| Konu: | HDP Grubu önerisi münasebetiyle |
| Yasama Yılı: | 2 |
| Birleşim: | 77 |
| Tarih: | 14.05.2019 |
HDP GRUBU ADINA AYŞE ACAR BAŞARAN (Batman) - Sayın Başkan, değerli milletvekilleri; ben az önce gündem dışı konuşmamda da aslında gündeme getirilmesi gereken, bu Meclisin öncelikli gündemlerinden biri olması gereken bir meseleye değinmiştim, kaldığım yerden devam edeyim.

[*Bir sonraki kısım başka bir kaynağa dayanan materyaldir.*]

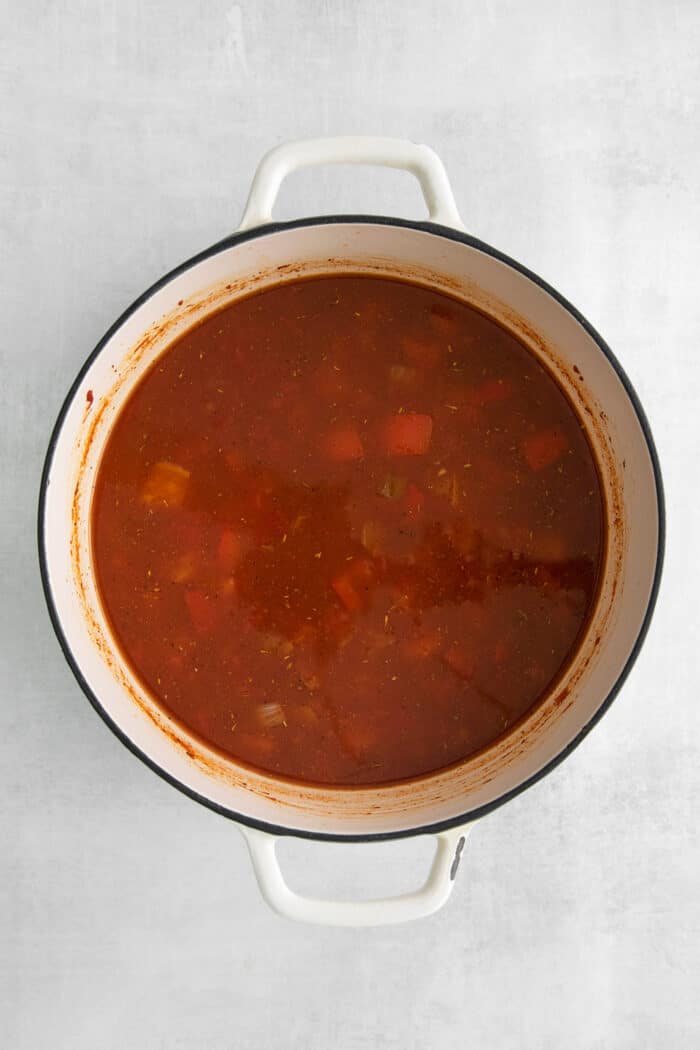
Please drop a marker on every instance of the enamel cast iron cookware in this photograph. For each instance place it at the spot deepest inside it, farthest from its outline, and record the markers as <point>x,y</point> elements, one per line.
<point>437,252</point>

Değerli arkadaşlar, DTK Eş Başkanımız ve Hakkâri Milletvekilimiz Sayın Leyla Güven, 8 Kasım 2018 tarihinden bu yana Sayın Abdullah Öcalan üzerinde yürütülen mutlak tecridin kaldırılması için açlık grevinde yani yüz seksen gündür bu Meclisin bir üyesi açlık grevinde. Akabinde, cezaevlerinde 1 Marta kadar 335 siyasi tutsak, 1 Marttan sonra, şu anda binlerce tutsak dünyanın dört bir yanında; Diyarbakır'da il binamızda 3 milletvekili daha tecridin kaldırılması için açlık grevinde ve daha sonrasında, 30 Nisan tarihinde 15 siyasi tutsak, 10 Mayıs tarihinde ise 15'i daha olmak üzere toplam 30 siyasi tutsak, tecridin kaldırılması için ölüm orucuna başladı değerli arkadaşlar. Tabii ki mesele sayılar değil, mesele insan yaşamı. Bu kadar insan, binlerce insan tek bir taleple ve çok basit bir taleple açlık grevinde.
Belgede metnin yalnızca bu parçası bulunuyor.